The company's founder, Tom Clarke, is one of Margaret Thatcher's favourite bosses. "Mr Wonderful" she once called him — perhaps because of the firm's family atmosphere under which Silentnight once tried to obscure the realities of class society, employment and exploitation. According to one of the pickets, everyone was once on first-name terms and if an employee was sick Tom Clarke would send a card and some flowers. Perhaps this chumminess was carried on when the crunch came:
  Sorry. Steve but you know how things are. I own this firm, you only work here. I can't have you laying down the law about what you're paid. There's plenty outside who'll be glad of your job. You're fired.
   I'm sorry too. Tom. And I'm not taking this lying down. I'll get together with the other lads and lasses and we'll all down tools together. The union will back us. I know that.
The point about this situation is that among the strikers are two people who own shares in Silentnight. One of them discussed the dispute with Tom Clarke at the last shareholders' meeting: "He was sorry at the way things had turned out, but that doesn't give us our jobs back” she reported.

Which brings us back to buying shares in British Gas and the like. Owning a few shares in some concern, perhaps winning a few pounds by buying and selling them at the right time, does not elevate a worker into the capitalist class. The class we belong to is determined by our economic interests, which means what we rely on for our living. In the case of the capitalist class, who are the real owners and the real shareholders, it means the monopoly of the means of production and distribution; in the case of the workers it means the sale of our labour power — working — for wages.

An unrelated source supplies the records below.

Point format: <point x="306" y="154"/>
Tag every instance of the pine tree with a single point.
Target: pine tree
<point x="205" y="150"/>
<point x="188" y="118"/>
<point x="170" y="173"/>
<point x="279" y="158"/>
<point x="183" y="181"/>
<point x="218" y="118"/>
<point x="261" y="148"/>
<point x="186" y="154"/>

So the striking shareholders at Silentnight are not a contradiction in terms. They attest to the class division of capitalism, what it means and how it operates; they show the essential poverty of workers and of how deeply they suffer when they do not command a wage. And, shivering around their brazier in their lonely struggle, they do their bit to expose one of today's pernicious and popular fallacies.

Open houses?

One of the host of celebrities attending the UK launch of the UN International Year of Shelter for the Homeless was Rod Hackney. Prince Charles' mate, who is President of the RIBA. Hackney wants housing "to become the centre of public debate in what is likely to be an election year". Well that might provide an extra page or two in newspapers that the homeless can use as blankets when sleeping on the streets.

Hackney is also an advocate of "community architecture'. The idea behind this is that, given the right advice and access to resources, communities can build their own homes. This sounds like quite a good idea until you realise that it is precisely because people don't have access to resources that homelessness is a problem. Because local authorities and the government need, for political reasons, to be seen to be doing something about homelessness, then it's possible that a few highly publicised community architecture schemes will get off the ground as a token gesture. Community architecture, because of its “self-help" image, will no doubt appeal to many Tories — after all the labour power necessary to build the houses will be free — but it will not solve the problem of homelessness and slum housing. That will only happen when people have, not just access to resources to build and repair homes, but free access to those resources.